第169話 ガバ勢と宇宙のコイバナ

 プロレタリアート! エンジニアと化したお嬢様! のおかげで宇宙ノ京脱出を順調に進めるルーキたちに、次なる障害が立ちはだかった。


 それは――。


「端末の位置があんなに遠いぞ。どうなってるんだティーワイ?」

「あれは工事の際の配線ミスですね。やったのはわたしと同型機ですのでわははは!」

「笑えないよ!(SWW)」


 そこは、数階分が吹き抜けになった縦長の部屋だった。

 壁際に作られた通路はきっちり三周、三階分の部屋を巡っており、その最上階で、端末が薄暗い闇の中にぼんやりと光を広げている。

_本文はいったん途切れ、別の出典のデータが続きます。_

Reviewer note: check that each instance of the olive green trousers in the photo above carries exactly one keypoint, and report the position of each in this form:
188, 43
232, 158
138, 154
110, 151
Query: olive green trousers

 しかしそこにたどり着くには、作りかけの構造材やら、破損した施設の残骸やらによって塞がれた場所を乗り越えねばならず、さらには暴走したアンドロイドたちもちらほら見えた。


「とてもじゃないですけれど、あんなところまで行けませんわよ! わたくしがか弱くいたいけな乙女であることを今一度思い出してくださいまし!」


 涙目になったエルカの言葉はただの正論だった。


 あんなところ、女性ではリプリーかその娘アマンダ、あるいはバスケスでもないとたどり着けそうもない。

 意外といるが、少なくともエルカはその枠ではなかった。


「ここは俺とこいつの出番だな」


 そう言って、ルーキはグラップルクローに触れながら、辿るべきルートを目で測った。

 ワイヤーワークガチ勢、川蝉直伝の技のおかげで、いまやあらゆるポイントが通路にすぎない。壊れた箇所や瓦礫は、むしろ格好のクラッチポイントだ。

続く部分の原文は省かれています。